It silences those relentless voices in your head, encouraging you to give up.

In the beginning it looks like a solution.

But it is a trap, nonetheless.

Because once you allow yourself to cave under the pressure, cave under the daunting need for comfort, you can't get out.

Substances, self harm, sex.

I've fallen into the first step of the trap.

Substance. Alcohol, cigarettes.

I was in denial about it for a long time.

I'd say things to myself like "I don't abuse anything because I'm not addicted at all. I can stop anytime I want. I just do it for fun."

But I was wrong. Abuse and addictions aren't the same thing.

I use alcohol as antibiotics, numbing the internal pain life brings me. Abuse. I use cigarettes as an escape, smoking only when I feel the need to escape the control, and actually have control over myself for once. Abuse.

I may not be addicted but that's not the point.

I bring the bottle to my lips once again, taking a few gulps. These thoughts are always hard for me to think about; thinking about it makes it real.

As much as I'd like to stay in denial about the whole thing, pretend none of it exists and continue on with life, I can't. Nothing good will ever come from claiming ignorance.

I'm a substance abuser.

There I said it.

Even just the thought brings a sick feeling to my stomach.

I lift the bottle to take another sip before I impulsively screw the top on and stuff the bottle into my backpack.

I throw my bag over my shoulder and dart down the stairs, and as soon as I make it outside, I start down my street to 63rd St.

I live on 61st Street so it's a bit of a walk, but I like walking. Especially during times like this when I need to get out of my head.

The house on 63rd was owned by an old widower. I always used to see him walking on my street. I didn't know much about him, other than the fact his wife died a while ago and that he didn't have much money.

One day about 4 years ago, I was driving to the market with my mom and I briefly saw a sign of eviction on his door. I try not to assume, but I can't help but think it's because he couldn't keep up with the rent.

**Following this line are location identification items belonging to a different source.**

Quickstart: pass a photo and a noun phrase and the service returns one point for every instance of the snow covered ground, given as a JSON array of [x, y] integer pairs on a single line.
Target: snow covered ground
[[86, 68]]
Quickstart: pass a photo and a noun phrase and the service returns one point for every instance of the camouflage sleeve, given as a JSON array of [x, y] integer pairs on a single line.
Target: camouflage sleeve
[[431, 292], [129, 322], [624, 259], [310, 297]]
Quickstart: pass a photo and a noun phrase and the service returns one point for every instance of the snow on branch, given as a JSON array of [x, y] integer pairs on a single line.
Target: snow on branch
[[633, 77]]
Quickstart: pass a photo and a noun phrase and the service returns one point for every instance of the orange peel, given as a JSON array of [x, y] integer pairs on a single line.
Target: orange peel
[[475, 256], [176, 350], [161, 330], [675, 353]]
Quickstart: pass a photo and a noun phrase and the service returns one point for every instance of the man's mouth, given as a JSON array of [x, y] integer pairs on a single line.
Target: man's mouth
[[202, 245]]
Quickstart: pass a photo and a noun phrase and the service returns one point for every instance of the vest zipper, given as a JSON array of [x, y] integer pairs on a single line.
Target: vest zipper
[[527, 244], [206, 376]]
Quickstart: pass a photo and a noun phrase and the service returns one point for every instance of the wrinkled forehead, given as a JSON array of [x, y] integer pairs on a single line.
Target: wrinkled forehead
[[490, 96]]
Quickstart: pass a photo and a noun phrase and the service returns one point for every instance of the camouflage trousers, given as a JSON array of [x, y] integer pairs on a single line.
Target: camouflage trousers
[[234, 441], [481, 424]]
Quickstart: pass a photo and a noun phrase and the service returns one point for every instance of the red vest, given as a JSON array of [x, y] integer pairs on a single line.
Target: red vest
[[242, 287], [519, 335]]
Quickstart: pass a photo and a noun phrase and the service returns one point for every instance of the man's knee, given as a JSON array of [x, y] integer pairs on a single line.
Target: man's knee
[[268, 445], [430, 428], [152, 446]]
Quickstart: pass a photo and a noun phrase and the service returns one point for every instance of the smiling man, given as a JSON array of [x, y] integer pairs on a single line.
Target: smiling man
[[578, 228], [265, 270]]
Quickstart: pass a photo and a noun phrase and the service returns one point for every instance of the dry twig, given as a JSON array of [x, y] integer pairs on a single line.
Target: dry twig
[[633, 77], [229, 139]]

He moved out of course, but no one seemed to be interested in the house, so it remained unoccupied.

Some years after that, I frantically ran out of the house after a fight with my mother. I had nowhere to go, but I didn't care I just needed to get out.

After aimlessly running down the street for sometime, I came across the house.

It was decayed, molded in some areas, and in desperate need of some renovation. The windows were boarded up and the lawn was dead and dry.

I'm not sure why I was so captivated by it, but I saw it's potential almost immediately.

I went around to the side of the house and found a ladder, leading up to the roof.

It had a few old rain puddles and leaves, but there was a spot near the middle that looked simply untouched. Like it was made just for me.

I stayed up there for hours, thinking, crying, observing.